Allograft transplantation provokes miRNA 297–669 cluster that reduces T regulatory cell generation through targeting TGF-β2

Abstract

Abstract T regulatory cells (Tregs) are anti-inflammatory cells capable of quelling the harshest immune responses. Accordingly, Treg therapy is rapidly becoming a viable treatment option for patients stricken with autoimmune diseases or those in need of an organ transplant.

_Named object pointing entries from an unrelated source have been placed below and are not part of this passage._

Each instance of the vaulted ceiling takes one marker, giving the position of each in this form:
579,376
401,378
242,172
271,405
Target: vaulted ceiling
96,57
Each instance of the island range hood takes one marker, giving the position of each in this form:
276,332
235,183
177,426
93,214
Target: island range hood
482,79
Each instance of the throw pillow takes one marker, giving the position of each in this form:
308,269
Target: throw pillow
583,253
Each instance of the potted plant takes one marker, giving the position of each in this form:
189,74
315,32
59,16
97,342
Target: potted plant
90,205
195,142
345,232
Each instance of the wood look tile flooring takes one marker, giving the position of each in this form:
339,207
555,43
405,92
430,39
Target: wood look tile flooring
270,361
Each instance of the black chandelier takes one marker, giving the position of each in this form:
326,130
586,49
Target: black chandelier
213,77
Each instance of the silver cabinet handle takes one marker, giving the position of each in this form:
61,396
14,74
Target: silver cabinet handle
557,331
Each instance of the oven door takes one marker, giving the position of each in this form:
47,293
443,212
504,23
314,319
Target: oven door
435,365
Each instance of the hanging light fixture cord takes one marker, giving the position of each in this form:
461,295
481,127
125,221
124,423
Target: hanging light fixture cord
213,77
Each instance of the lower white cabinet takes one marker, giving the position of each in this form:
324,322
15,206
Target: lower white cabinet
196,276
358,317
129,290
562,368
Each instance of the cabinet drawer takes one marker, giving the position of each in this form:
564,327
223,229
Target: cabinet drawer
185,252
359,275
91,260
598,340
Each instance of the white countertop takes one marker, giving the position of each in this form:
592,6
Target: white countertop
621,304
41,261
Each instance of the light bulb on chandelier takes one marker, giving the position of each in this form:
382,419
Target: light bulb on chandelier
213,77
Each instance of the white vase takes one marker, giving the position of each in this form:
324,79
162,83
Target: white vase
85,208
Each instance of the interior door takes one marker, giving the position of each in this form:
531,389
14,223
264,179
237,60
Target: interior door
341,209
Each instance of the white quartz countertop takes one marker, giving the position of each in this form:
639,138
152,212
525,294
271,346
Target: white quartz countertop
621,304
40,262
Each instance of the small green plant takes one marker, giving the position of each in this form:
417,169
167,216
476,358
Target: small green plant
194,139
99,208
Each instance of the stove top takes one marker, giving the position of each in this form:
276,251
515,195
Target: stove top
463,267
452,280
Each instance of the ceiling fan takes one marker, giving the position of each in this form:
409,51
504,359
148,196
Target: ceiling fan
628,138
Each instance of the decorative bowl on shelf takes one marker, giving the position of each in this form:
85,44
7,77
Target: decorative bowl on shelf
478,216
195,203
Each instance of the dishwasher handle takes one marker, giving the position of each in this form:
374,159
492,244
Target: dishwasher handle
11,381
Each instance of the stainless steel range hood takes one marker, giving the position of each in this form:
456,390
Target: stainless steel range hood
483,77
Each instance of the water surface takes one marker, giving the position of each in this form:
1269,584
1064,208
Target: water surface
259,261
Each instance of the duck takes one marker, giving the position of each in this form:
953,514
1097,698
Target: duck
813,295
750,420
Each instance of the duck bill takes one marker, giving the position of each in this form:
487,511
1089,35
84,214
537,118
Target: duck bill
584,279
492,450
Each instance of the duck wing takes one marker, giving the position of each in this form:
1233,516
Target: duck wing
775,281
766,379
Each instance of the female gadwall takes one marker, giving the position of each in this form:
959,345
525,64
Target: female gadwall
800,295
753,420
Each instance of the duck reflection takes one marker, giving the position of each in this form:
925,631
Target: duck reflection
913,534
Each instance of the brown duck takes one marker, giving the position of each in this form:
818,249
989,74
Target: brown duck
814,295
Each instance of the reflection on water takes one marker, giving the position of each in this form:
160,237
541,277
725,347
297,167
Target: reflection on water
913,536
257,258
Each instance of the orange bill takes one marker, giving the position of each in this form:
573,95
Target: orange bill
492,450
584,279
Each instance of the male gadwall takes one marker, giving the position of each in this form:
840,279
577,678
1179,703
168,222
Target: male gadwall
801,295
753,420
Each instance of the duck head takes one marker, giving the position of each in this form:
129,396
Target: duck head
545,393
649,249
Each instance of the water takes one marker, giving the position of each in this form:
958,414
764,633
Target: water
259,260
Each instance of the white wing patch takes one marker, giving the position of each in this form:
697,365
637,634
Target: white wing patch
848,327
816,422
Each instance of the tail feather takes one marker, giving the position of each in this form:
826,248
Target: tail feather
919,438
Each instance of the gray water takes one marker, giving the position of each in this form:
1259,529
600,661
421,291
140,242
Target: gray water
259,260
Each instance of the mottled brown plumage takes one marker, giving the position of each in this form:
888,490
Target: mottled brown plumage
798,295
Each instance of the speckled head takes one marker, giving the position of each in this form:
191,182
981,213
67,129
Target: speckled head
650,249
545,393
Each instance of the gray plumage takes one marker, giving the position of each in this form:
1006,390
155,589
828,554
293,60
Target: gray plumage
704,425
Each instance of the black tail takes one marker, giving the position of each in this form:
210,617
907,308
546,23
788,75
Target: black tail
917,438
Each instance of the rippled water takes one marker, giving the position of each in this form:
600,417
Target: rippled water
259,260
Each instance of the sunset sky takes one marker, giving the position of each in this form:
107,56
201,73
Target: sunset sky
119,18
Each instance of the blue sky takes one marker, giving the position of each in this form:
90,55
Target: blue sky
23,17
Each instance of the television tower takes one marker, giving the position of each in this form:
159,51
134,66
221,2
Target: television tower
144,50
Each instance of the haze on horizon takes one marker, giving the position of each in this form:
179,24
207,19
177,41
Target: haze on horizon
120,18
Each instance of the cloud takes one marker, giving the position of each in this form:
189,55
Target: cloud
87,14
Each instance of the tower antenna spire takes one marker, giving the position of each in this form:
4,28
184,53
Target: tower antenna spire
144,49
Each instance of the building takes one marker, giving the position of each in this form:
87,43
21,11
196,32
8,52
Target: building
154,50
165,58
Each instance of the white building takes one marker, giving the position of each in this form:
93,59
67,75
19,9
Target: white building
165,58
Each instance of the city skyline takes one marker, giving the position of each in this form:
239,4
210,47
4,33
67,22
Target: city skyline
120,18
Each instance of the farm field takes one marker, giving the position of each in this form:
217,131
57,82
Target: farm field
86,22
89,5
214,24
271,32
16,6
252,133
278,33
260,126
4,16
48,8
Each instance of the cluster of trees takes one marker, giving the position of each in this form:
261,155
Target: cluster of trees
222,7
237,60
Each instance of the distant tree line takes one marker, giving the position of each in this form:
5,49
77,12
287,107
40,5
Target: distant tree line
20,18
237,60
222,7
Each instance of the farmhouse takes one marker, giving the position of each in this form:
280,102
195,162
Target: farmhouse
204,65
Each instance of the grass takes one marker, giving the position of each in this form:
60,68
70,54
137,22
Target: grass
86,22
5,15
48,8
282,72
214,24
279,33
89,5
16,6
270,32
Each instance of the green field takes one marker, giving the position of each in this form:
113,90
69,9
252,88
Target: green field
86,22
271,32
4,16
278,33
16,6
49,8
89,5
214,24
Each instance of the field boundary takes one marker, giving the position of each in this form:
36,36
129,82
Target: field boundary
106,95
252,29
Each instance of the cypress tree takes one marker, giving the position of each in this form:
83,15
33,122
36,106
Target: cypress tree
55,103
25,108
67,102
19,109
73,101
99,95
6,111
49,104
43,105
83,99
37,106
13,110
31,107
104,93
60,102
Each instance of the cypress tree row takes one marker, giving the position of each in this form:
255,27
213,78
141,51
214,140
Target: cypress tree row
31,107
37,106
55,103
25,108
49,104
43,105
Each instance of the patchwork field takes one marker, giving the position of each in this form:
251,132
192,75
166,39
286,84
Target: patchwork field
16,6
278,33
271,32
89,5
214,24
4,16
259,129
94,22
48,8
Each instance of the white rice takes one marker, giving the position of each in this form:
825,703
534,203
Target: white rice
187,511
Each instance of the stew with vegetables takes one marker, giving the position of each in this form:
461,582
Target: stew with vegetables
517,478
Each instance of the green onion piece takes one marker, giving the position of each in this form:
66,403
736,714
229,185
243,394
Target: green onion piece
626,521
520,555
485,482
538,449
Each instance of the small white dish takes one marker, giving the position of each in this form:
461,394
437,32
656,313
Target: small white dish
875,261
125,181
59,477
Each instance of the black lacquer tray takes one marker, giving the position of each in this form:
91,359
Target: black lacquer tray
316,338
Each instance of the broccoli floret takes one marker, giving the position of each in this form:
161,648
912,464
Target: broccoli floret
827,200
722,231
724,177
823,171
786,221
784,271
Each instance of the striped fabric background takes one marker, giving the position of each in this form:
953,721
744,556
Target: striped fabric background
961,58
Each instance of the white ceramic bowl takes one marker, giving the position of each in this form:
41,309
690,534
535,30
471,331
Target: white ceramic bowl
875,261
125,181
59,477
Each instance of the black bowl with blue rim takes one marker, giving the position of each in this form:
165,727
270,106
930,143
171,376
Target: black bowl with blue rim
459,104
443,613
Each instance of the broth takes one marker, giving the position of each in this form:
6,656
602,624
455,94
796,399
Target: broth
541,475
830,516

In a model of allotransplantation, via microarray, our work identified miRNA cluster 297–669 is induced in CD4+ cells in the lymph nodes draining the allograft in C57BL/6 mice given a C3H skin transplant. One member of this cluster, miR 466a-3p, is induced in a co-culture of lymph node cells stimulated with alloantigen in vitro. We have shown that this miRNA specifically targets transforming growth factor beta 2 (TGF-β2). The reduction in TGF-β2 levels in draining lymph node CD4+ T cells caused a resultant decrease in the generation of FoxP3+ Tregs, both within the graft and in the draining lymph node. Furthermore, blocking the effect of this miRNA using a specific locked nucleic acid (LNA) reversed this effect. Generation of Tregs using transforming growth factor beta1 (TGF-β1), interleukin-2 and CD3/CD28 is the most common method of induction. Here we show that replacing TGF-β1 with TGF-β2 has no detrimental effect on Treg induction. Indeed, Tregs induced with TGF-β2 have equal in vivo suppressive capability as TGF-β1 Tregs in a skin graft model when adoptively transferred. Moreover, these TGF-β2 Tregs have increased inducible T-cell costimulatory (ICOS) expression. The ability of TGF-β2 to induce Tregs was reversed when a TGF-β2 neutralizing antibody was used, while this antibody had no effect on TGF-β1 induced Tregs. The work herein describes, for the first time, a novel isoform of TGF-β that may be involved in the generation of Tregs with implications in all areas of immunology.